Medical decision making process is often overlooked by “click-box” approach to record keeping.
In many cases, emergency physicians have become “clickologists,” says Dr. Paul Orcutt, CEO of PhyCon, Inc, an emergency physician billing company located in Oklahoma City, Oklahoma.
He’s referring, of course, to the way many EMRs have tied up emergency physicians with a host of pull down boxes to detail a patient’s chief complaint, HPI, past medical history, review of systems and so on. As a result, the EMR does not “tell the story” of the patient’s complaint. And it certainly doesn’t reflect the thinking process of the physician who is evaluating that complaint. The result is that many insurance payors have taken to arbitrary and automatic downcoding of emergency bills containing certain key words, complaints or diagnoses.
“That leaves a lot of money on the table,” Orcutt said. And that is money that the emergency physician has earned. The key is appealing every possible denial or downcoding. But that takes a lot of personal time by the accounting staff and physicians business managers who understand the chart to reverse these findings. Furthermore, these denials are a double edged sword. If you don’t contest these denials and down coded bills, the assumption on the part of the payor is that you meant to up code the bill. You will soon find yourself on a hit list of suspect groups. And, after a time, this could trigger a very expensive audit of your entire billing operation.
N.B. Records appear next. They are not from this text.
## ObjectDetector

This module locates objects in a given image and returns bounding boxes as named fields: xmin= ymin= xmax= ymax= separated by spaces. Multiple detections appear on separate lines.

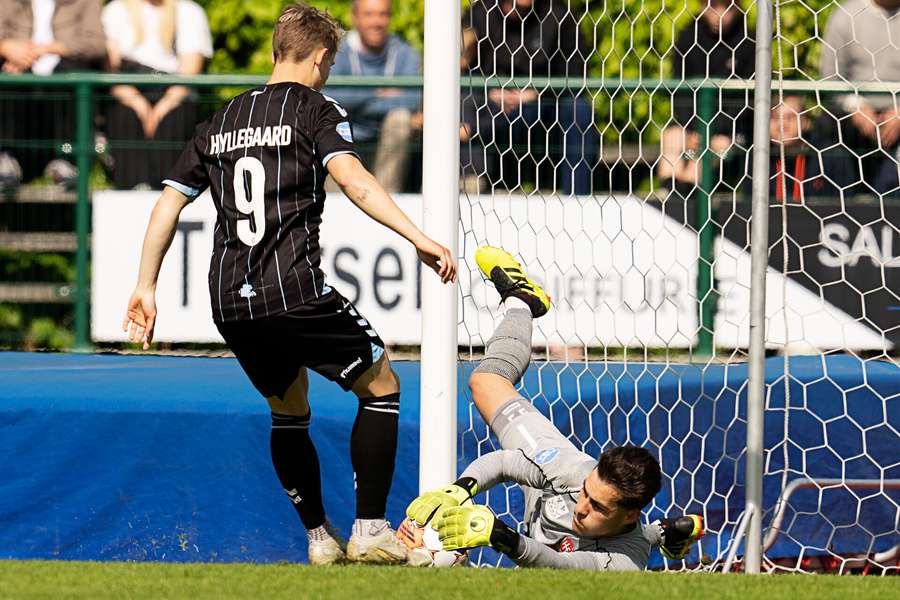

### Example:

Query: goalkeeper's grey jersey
xmin=462 ymin=445 xmax=659 ymax=571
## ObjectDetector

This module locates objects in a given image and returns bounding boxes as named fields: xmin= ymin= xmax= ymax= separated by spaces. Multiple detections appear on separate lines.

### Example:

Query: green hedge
xmin=202 ymin=0 xmax=834 ymax=142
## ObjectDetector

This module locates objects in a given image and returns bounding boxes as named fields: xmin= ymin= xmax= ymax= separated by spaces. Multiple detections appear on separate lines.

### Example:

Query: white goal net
xmin=459 ymin=0 xmax=900 ymax=574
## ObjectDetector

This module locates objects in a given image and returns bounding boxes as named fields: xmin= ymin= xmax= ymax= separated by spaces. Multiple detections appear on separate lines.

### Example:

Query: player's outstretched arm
xmin=122 ymin=187 xmax=191 ymax=350
xmin=406 ymin=450 xmax=547 ymax=525
xmin=328 ymin=154 xmax=456 ymax=283
xmin=434 ymin=505 xmax=641 ymax=571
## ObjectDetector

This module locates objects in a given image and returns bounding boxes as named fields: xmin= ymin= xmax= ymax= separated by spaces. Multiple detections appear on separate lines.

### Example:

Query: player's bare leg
xmin=267 ymin=368 xmax=347 ymax=565
xmin=347 ymin=354 xmax=407 ymax=563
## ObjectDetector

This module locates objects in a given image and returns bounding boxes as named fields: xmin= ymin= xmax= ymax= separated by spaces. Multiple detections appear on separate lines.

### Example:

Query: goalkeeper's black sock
xmin=270 ymin=413 xmax=325 ymax=531
xmin=350 ymin=393 xmax=400 ymax=519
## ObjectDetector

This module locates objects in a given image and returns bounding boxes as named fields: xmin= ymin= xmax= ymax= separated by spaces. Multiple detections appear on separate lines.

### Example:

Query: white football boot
xmin=309 ymin=521 xmax=347 ymax=566
xmin=347 ymin=519 xmax=407 ymax=564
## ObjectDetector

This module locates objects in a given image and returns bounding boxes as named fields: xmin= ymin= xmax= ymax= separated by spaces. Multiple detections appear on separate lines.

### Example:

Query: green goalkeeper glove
xmin=434 ymin=504 xmax=519 ymax=554
xmin=406 ymin=477 xmax=478 ymax=525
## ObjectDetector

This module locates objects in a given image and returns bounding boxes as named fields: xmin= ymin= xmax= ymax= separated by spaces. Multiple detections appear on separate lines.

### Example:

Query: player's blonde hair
xmin=272 ymin=2 xmax=344 ymax=62
xmin=125 ymin=0 xmax=175 ymax=50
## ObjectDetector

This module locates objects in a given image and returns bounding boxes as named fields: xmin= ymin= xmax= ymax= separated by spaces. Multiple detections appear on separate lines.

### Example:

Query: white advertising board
xmin=91 ymin=192 xmax=882 ymax=348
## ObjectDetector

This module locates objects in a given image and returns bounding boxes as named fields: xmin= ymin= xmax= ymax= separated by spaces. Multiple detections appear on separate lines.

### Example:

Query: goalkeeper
xmin=406 ymin=246 xmax=703 ymax=571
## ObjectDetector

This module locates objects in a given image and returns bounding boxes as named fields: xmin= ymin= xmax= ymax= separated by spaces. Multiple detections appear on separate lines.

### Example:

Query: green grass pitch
xmin=0 ymin=561 xmax=898 ymax=600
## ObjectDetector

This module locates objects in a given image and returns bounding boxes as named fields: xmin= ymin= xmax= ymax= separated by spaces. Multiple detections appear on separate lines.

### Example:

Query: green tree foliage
xmin=192 ymin=0 xmax=835 ymax=142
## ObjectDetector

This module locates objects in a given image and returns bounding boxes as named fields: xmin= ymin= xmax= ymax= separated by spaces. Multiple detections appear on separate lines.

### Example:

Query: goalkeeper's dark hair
xmin=597 ymin=446 xmax=662 ymax=510
xmin=272 ymin=2 xmax=344 ymax=62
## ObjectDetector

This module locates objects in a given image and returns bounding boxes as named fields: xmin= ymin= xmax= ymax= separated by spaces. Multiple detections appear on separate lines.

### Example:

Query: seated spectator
xmin=103 ymin=0 xmax=213 ymax=189
xmin=656 ymin=0 xmax=756 ymax=196
xmin=769 ymin=96 xmax=837 ymax=203
xmin=326 ymin=0 xmax=422 ymax=192
xmin=463 ymin=0 xmax=600 ymax=194
xmin=821 ymin=0 xmax=900 ymax=194
xmin=0 ymin=0 xmax=106 ymax=188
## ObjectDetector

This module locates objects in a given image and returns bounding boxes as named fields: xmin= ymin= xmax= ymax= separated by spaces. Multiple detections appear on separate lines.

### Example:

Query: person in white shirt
xmin=103 ymin=0 xmax=213 ymax=189
xmin=0 ymin=0 xmax=106 ymax=190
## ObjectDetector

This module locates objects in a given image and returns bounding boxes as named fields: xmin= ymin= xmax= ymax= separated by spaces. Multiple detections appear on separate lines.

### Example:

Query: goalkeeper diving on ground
xmin=406 ymin=246 xmax=704 ymax=571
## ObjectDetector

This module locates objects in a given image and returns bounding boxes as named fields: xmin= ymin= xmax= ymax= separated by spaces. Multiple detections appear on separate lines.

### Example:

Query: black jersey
xmin=163 ymin=83 xmax=356 ymax=322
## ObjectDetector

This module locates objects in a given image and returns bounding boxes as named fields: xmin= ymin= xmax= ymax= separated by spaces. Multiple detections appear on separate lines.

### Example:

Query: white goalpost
xmin=419 ymin=0 xmax=460 ymax=491
xmin=419 ymin=0 xmax=900 ymax=574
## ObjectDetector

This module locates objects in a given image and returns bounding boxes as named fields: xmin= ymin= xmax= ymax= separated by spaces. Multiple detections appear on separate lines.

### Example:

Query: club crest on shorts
xmin=534 ymin=448 xmax=559 ymax=466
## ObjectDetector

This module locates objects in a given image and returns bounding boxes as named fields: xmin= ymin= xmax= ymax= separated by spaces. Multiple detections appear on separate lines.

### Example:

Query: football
xmin=397 ymin=518 xmax=468 ymax=567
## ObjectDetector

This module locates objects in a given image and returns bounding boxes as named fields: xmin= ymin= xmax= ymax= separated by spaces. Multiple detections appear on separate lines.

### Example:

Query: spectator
xmin=103 ymin=0 xmax=212 ymax=189
xmin=821 ymin=0 xmax=900 ymax=193
xmin=463 ymin=0 xmax=599 ymax=194
xmin=0 ymin=0 xmax=106 ymax=187
xmin=769 ymin=96 xmax=836 ymax=203
xmin=656 ymin=0 xmax=756 ymax=195
xmin=328 ymin=0 xmax=422 ymax=192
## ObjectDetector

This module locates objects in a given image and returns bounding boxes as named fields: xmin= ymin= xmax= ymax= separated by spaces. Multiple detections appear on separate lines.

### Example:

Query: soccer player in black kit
xmin=123 ymin=4 xmax=456 ymax=564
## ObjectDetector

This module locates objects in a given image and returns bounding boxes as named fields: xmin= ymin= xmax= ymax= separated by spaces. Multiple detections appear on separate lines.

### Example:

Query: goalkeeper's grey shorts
xmin=491 ymin=396 xmax=577 ymax=456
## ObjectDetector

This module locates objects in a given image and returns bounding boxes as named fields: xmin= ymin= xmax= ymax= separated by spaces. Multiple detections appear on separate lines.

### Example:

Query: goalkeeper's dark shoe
xmin=659 ymin=515 xmax=706 ymax=560
xmin=475 ymin=246 xmax=550 ymax=319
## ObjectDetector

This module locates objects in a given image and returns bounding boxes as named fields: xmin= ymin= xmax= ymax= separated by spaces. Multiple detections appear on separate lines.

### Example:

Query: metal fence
xmin=0 ymin=73 xmax=891 ymax=356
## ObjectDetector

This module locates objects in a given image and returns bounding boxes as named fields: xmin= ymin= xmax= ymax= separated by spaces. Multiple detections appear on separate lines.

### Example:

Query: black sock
xmin=270 ymin=413 xmax=325 ymax=530
xmin=350 ymin=393 xmax=400 ymax=519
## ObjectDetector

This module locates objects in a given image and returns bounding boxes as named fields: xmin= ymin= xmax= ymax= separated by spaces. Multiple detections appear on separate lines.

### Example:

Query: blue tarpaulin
xmin=0 ymin=353 xmax=900 ymax=564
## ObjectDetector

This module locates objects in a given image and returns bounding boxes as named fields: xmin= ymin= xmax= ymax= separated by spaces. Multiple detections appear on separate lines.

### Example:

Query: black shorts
xmin=216 ymin=290 xmax=384 ymax=398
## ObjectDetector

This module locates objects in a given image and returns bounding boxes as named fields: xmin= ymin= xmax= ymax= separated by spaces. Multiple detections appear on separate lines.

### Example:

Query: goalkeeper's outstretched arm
xmin=435 ymin=505 xmax=642 ymax=571
xmin=459 ymin=449 xmax=548 ymax=493
xmin=406 ymin=450 xmax=547 ymax=525
xmin=505 ymin=534 xmax=643 ymax=571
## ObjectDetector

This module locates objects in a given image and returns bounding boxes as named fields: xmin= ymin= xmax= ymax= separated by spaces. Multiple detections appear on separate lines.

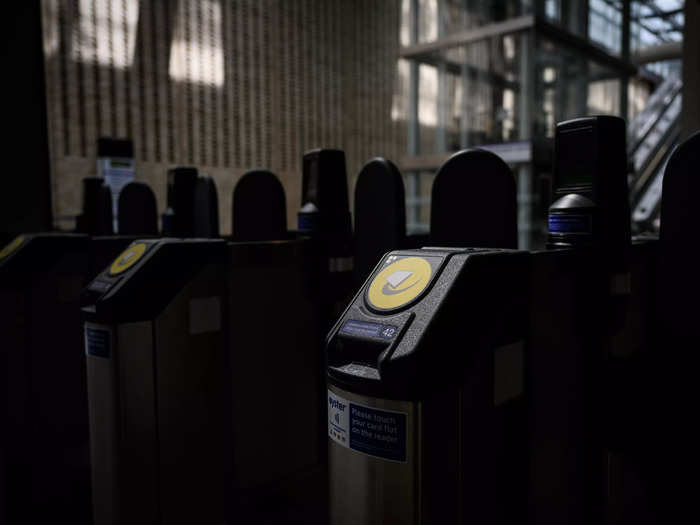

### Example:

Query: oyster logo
xmin=367 ymin=255 xmax=432 ymax=310
xmin=109 ymin=242 xmax=146 ymax=275
xmin=382 ymin=270 xmax=418 ymax=295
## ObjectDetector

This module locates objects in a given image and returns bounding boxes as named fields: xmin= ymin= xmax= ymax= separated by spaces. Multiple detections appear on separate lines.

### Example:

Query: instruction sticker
xmin=328 ymin=390 xmax=407 ymax=463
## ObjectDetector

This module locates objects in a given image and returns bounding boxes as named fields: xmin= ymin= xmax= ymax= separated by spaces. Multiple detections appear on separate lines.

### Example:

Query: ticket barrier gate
xmin=645 ymin=131 xmax=700 ymax=523
xmin=354 ymin=158 xmax=406 ymax=286
xmin=0 ymin=232 xmax=156 ymax=523
xmin=226 ymin=170 xmax=326 ymax=523
xmin=0 ymin=234 xmax=90 ymax=523
xmin=609 ymin=129 xmax=700 ymax=524
xmin=85 ymin=170 xmax=325 ymax=524
xmin=81 ymin=239 xmax=228 ymax=524
xmin=297 ymin=149 xmax=353 ymax=324
xmin=430 ymin=149 xmax=518 ymax=249
xmin=607 ymin=236 xmax=665 ymax=525
xmin=326 ymin=144 xmax=529 ymax=525
xmin=327 ymin=248 xmax=529 ymax=525
xmin=527 ymin=117 xmax=631 ymax=525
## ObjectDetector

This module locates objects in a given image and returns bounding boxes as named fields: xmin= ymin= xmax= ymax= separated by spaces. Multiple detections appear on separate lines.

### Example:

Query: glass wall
xmin=392 ymin=0 xmax=683 ymax=247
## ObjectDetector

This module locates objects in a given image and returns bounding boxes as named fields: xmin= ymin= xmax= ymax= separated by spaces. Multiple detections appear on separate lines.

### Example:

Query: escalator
xmin=627 ymin=69 xmax=683 ymax=233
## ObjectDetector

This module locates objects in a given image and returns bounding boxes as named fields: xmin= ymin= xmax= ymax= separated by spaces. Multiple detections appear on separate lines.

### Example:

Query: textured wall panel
xmin=43 ymin=0 xmax=406 ymax=232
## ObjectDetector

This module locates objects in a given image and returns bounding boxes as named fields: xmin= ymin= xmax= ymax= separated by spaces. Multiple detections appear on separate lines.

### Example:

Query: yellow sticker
xmin=367 ymin=257 xmax=432 ymax=310
xmin=109 ymin=242 xmax=146 ymax=275
xmin=0 ymin=235 xmax=24 ymax=259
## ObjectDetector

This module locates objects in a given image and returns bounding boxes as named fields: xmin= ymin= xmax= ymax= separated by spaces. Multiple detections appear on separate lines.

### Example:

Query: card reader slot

If there is an up-side to all these denials, it is that the consistently aggressive billing companies that contest these denials soon learn the key words and phrases that the payor use to identify those bills that appear up-coded. The inexplicable irony, Orcutt noted, is that these words, phrases and diagnoses seem somewhat arbitrary and capricious. Once these offending words are identified and avoided, the rate of denial starts to decrease. Some billing companies don’t want the low margin return for all the effort spent on these denials so they just push the boundaries of up coding and hope to make up for losses. That strategy of course, can be self-defeating.
Orcutt frequently speaks to packed rooms of clients and potential clients about how to “tell the story” of the patient’s complaint and how the emergency physician works through a difficult thought process to diagnose and manage the patient. And he has them on the edge of their seats thanks to that gravelly voice of an old sage with a bona fide southern drawl.
“I treat ‘em all like family,” he said. “I tell ‘em the good and the bad.” There are attending and residents alike. And the emphasis is on teaching them how to tell their story.
“You are telling a non-physician coder why the patient came to the ER, the medical necessity in 60 words or less. And then you have to tell them why what you did was medically necessary. I can give them a ‘cheat sheet’…of key words to use that will decrease their denial rate.”
The bottom line, and he isn’t afraid to say it, is that it means more money for everyone who learns the lessons he teaches.
Returning to the concept of click boxes in EMRs, Orcutt emphasizes that when a record is nothing but template phrases repeated time and again, mistakes can be made that simply cannot be contested.
“I saw a chart recently where the patient was in atrial fibrillation with a rapid ventricular rate according to the note [and that required a lot of bedside time and effort to control],” Orcutt said. “But the emergency physician had reflexively clicked ‘Normal sinus rhythm’ in the EKG reading box.” The chart was down coded by the payor and there was little that they could do about it.
Most payors have algorithms that look for acceptable digital formatting of diagnosis codes, but the physician’s EMR does not have the capability of knowing what is in the payors’ acceptable “black box.”
For example, with the diagnoses of “chest pain” and “stroke,” most payors will not pay the physician or downcode these reimbursements greatly for “chest pain” and “stroke.” It is paramount the physician understands this and applies the acceptable adjectives called modifiers in coding speak to be eligible for payment. PhyCon stresses to its students/physicians that it’s important to place adjective modifiers to ensure they get properly reimbursed.
“I’d like to see us get away from predetermined templates and get back to dictated charts,” Orcutt said.
That approach makes it more likely to be scored by a real person. Even if they are not skilled caregivers, they are more likely to understand the complexity of the case if it is told as a story. “The voice recognition software that is currently available is amazing,” he says with earnest passion.
Oftentimes description of the medical complexity is missing because the boxes don’t supply the right adjectives to describe the patient and how their condition changed over time. This means that the medical decision making, the process that carries the most risk, is the most time consuming and difficult process of the diagnostic workup is often completely overlooked or understated by the “click-box” approach to medical record keeping.
As medical care inevitably shifts from fee for service to value based reimbursement, hospitals and payors are going to pay closer attention to the thought processes of an emergency physician’s diagnostic workup. Those that submit bills for services that truly reflect the complexity of what we do will continue to be rewarded appropriately. But those who push out cookie-cutter bills from EMRs that are mechanically driven will see a slow but steady strangulation of their value and compensation. In Orcutt’s down home way of saying it, “It’s that simple.”